AgroGalaxy (AGXY3), currently in legal recovery, intends to consolidate efforts at B3 to ensure that its shares are traded at a value higher than R$ 1, as disclosed by the company on Friday (28). Shareholders will vote on this proposal on 3 April, as stated in the company’s official announcement.
If the proposal is accepted, one company action will be equal to 15 actions. The company stated that implementing this consolidation would not only align ordinary shares with the Emissors Regulation but also create a more robust and equitable secondary market in line with B3 regulations.
The consolidation will decrease AgroGalaxy’s shares from 254.5 million to 16.97 million while maintaining the company’s total value. Shareholders will be given at least 30 days to adjust their positions by buying or selling shares to prevent losses.
Shareholders with a non-multiple of 15 number of shares will have their fractional shares sold in B3 auctions, with the collected value being distributed proportionally.
AgroGalaxy will provide further information on Friday (7).
AgroGalaxy announced that it will provide additional information about the procedure on March 7, promising to keep shareholders and the market updated.
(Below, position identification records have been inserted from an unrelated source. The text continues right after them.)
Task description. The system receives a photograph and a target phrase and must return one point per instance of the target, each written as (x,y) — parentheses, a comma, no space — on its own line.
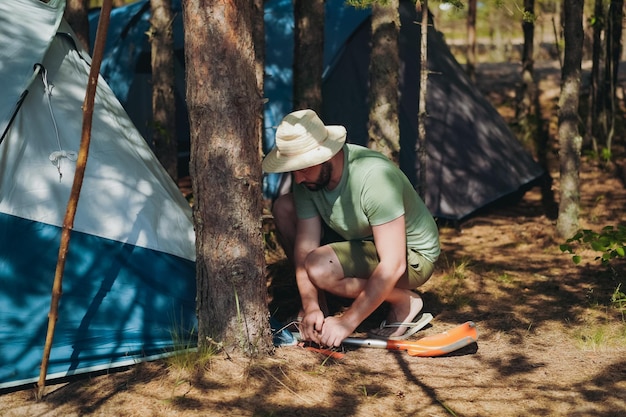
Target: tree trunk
(613,53)
(593,129)
(527,96)
(163,81)
(308,57)
(471,39)
(225,104)
(569,138)
(384,67)
(422,156)
(76,16)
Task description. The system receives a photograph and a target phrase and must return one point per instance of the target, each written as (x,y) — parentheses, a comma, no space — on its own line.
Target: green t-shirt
(372,191)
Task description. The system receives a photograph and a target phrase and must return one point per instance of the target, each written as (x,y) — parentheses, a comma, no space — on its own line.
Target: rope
(57,156)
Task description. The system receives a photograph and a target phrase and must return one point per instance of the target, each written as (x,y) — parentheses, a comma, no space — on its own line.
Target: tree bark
(384,68)
(527,98)
(570,141)
(422,115)
(308,54)
(471,40)
(593,127)
(163,80)
(612,58)
(76,16)
(225,104)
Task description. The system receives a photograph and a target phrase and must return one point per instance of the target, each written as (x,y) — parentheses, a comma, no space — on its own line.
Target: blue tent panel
(112,310)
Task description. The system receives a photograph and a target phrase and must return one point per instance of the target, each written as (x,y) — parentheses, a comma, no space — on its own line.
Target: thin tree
(308,55)
(570,141)
(422,156)
(612,57)
(527,108)
(593,125)
(225,104)
(76,16)
(384,70)
(161,35)
(471,39)
(77,184)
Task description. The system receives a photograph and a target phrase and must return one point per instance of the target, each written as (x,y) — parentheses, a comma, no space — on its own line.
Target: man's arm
(308,235)
(390,241)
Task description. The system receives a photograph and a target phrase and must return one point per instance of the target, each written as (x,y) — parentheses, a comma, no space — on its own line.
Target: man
(389,241)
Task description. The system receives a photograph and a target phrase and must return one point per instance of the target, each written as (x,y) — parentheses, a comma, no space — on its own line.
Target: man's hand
(334,331)
(311,325)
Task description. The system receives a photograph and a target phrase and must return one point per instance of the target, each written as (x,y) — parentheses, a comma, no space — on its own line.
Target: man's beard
(322,180)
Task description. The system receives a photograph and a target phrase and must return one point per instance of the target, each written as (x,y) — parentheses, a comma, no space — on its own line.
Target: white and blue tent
(129,278)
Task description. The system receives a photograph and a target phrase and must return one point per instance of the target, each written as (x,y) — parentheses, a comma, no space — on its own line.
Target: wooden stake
(70,213)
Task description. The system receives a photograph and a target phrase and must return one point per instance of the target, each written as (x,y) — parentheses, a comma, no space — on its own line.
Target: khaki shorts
(359,259)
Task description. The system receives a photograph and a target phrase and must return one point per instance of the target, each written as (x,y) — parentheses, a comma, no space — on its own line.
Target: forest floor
(552,340)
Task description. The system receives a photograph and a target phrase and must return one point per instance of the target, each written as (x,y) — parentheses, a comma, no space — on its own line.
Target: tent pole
(70,213)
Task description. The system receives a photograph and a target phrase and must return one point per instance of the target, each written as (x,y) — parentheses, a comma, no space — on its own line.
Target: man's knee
(323,268)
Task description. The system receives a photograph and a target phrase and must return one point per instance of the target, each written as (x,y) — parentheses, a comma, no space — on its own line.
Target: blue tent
(129,278)
(473,157)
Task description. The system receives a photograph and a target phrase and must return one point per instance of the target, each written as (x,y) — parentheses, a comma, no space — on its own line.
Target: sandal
(385,329)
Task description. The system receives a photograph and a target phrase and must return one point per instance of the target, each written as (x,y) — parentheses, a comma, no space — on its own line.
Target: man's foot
(402,319)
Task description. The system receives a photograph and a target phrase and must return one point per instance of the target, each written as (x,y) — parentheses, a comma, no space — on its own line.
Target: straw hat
(303,141)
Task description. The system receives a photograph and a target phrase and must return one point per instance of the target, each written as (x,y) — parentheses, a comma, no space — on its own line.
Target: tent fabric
(473,157)
(129,278)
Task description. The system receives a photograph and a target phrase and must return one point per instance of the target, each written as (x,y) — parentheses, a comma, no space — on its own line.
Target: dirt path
(551,343)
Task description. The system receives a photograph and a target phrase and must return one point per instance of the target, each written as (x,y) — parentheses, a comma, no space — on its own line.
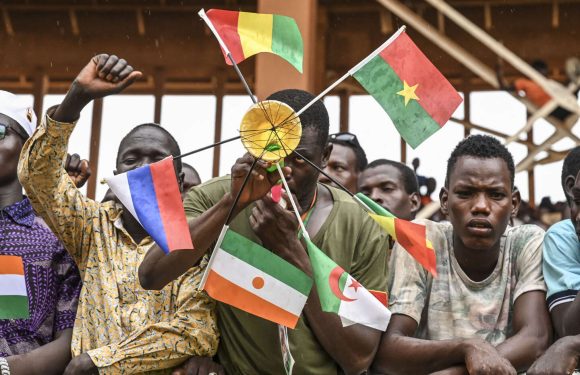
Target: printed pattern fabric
(454,306)
(123,328)
(52,279)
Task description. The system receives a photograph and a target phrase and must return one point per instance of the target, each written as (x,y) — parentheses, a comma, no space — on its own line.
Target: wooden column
(403,151)
(531,177)
(218,122)
(159,79)
(344,111)
(95,146)
(274,73)
(39,90)
(466,112)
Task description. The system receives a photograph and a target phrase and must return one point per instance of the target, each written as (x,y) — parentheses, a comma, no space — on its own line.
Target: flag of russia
(152,196)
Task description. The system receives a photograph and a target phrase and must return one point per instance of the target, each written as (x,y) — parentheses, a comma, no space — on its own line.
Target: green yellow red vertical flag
(411,236)
(246,34)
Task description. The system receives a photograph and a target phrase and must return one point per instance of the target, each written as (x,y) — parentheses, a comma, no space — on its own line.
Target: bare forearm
(353,347)
(51,358)
(406,355)
(158,269)
(524,348)
(72,105)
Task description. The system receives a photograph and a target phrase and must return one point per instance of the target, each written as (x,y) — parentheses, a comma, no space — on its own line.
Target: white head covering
(18,110)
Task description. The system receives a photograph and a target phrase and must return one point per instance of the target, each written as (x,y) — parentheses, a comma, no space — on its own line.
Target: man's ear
(180,178)
(443,198)
(415,200)
(326,155)
(569,183)
(516,201)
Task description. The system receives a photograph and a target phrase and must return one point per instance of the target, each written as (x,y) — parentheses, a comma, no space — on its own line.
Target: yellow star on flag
(408,92)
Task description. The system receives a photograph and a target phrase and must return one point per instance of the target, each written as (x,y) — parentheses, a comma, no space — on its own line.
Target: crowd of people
(104,298)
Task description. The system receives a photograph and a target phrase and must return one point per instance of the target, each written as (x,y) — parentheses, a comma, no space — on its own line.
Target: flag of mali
(247,34)
(415,95)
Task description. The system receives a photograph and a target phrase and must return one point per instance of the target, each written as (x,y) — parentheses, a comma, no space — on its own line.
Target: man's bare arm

By 12:25 on Thursday (6), the company’s stocks had dropped by 3.85%, trading at R$ 0.50.
The company filed for bankruptcy in September of last year, owing R $ 4.6 billion. Since then, it has shut down half of its stores, laid off 40% of its staff, and incurred a loss of R $ 1.58 billion in the third quarter of 2024, equivalent to a year-on-year increase of 1,679%.
Agrogalaxy’s plan to overcome the crisis involves selling a debt portfolio worth R$ 760 million and reviving a fund to advance sales receipts to farmers.